Fox, a former senior obituary writer for The New York Times and the author of three previous books, unspools Jones and Hill’s delightfully elaborate scheme in nail-biting episodes that advance like a narrative Rube Goldberg machine, gradually leading from Yozgad to freedom by way of secret codes, a hidden camera, buried clues, fake suicides and a lot of ingenious mumbo jumbo. At moments, “The Confidence Men” has the high gloss of a story polished through years of telling and retelling. Indeed, Hill and Jones each wrote lively chronicles of the escape. To make the material her own, Fox inserts a fresh “mystery” into the drama, namely: “How in the world was this preposterous plan actually able to succeed?” Without breaking stride, she answers that question with brisk detours into mind control, telepathy, mentalism and the like.

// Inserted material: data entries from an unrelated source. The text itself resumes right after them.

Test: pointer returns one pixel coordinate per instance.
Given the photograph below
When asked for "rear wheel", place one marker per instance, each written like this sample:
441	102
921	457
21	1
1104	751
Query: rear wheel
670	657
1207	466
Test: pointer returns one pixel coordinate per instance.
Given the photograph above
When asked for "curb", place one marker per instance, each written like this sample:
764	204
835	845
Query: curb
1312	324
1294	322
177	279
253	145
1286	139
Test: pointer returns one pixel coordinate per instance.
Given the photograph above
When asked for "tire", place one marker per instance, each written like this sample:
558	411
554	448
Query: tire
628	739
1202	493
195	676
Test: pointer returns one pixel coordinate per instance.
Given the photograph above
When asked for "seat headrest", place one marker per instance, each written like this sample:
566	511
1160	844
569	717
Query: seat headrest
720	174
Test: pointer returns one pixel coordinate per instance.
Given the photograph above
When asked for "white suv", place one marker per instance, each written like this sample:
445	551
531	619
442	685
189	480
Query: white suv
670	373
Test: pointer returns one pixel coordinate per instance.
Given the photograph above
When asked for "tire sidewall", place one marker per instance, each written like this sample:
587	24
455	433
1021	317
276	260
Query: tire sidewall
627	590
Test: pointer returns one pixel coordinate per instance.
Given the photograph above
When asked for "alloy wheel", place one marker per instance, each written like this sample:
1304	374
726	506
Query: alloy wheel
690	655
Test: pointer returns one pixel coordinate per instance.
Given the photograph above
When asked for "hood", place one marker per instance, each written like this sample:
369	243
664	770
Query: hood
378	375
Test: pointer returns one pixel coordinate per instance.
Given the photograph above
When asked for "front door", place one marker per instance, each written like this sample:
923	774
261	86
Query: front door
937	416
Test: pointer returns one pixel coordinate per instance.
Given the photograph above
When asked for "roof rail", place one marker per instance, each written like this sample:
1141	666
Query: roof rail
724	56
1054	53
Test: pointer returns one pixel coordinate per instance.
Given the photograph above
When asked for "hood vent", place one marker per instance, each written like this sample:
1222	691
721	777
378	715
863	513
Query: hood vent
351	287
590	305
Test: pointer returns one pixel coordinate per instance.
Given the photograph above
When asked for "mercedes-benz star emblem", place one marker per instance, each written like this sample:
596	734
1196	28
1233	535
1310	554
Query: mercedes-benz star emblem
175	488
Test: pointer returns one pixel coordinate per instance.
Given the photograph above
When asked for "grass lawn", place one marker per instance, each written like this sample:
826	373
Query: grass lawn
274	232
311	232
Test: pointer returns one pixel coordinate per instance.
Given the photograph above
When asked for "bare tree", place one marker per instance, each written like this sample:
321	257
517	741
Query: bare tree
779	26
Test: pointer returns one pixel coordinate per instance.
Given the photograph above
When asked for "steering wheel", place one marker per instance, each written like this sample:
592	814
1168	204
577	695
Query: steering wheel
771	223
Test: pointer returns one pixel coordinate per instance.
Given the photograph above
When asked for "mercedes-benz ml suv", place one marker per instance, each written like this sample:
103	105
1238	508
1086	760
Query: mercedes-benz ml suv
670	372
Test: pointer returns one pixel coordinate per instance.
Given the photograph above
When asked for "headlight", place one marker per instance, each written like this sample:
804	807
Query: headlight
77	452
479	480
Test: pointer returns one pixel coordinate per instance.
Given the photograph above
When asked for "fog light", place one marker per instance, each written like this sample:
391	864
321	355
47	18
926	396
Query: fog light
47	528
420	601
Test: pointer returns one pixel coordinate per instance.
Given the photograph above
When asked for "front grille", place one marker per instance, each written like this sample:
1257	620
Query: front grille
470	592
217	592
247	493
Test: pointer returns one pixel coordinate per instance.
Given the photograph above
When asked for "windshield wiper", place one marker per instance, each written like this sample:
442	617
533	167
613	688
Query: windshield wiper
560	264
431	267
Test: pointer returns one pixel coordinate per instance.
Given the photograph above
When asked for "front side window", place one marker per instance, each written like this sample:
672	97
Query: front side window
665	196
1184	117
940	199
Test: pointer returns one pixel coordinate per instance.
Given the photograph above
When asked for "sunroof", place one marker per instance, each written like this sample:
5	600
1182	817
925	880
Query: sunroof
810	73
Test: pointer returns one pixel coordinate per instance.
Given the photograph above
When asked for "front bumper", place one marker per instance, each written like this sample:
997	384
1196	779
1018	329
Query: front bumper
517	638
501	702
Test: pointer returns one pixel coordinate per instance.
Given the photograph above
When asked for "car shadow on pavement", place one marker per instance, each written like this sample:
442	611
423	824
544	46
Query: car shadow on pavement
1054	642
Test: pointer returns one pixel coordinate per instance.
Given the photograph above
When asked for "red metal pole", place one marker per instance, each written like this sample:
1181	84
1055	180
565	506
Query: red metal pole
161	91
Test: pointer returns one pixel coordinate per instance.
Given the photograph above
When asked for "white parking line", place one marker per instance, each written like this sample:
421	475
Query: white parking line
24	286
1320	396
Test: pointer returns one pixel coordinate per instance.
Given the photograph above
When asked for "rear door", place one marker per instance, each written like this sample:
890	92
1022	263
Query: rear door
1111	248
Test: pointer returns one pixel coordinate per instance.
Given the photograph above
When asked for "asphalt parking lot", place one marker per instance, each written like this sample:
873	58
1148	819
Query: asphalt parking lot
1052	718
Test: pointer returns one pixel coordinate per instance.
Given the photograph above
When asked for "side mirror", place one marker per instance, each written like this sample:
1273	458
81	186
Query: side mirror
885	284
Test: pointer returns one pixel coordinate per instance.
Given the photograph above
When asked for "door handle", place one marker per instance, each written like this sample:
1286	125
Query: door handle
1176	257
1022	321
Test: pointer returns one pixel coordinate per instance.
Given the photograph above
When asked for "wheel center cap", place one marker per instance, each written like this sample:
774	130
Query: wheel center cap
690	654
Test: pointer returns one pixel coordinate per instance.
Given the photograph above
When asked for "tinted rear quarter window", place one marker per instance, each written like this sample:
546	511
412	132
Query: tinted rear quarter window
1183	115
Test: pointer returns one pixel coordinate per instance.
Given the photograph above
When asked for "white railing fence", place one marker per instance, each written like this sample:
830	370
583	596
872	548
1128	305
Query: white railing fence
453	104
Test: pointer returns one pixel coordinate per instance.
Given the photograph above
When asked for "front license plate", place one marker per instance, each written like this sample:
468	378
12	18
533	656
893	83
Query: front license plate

Meanwhile, the sprawling war mostly grinds on out of view. Fox leaves aside the perennial question of whether or not the Great War was modern history’s bloodiest folly, but her eye for the absurd underscores the senselessness of a conflict that began with a murdered archduke in Sarajevo yet somehow led to this Ouija-guided treasure hunt in remote Anatolia. There is no shortage of valor here, but it has less to do with king and country (let alone British control of Persian oil fields) than with the bravery of two friends helping each other get home. For a few miserable months Jones and Hill were locked up in a Constantinople madhouse. “We did not attempt to talk,” Jones wrote later. “We were too closely watched for that — but at night, under cover of darkness, sometimes he and sometimes I would stretch out an arm, and for a brief moment grip the other’s hand. The firm strong pressure of my comrade’s fingers used to put everything right.”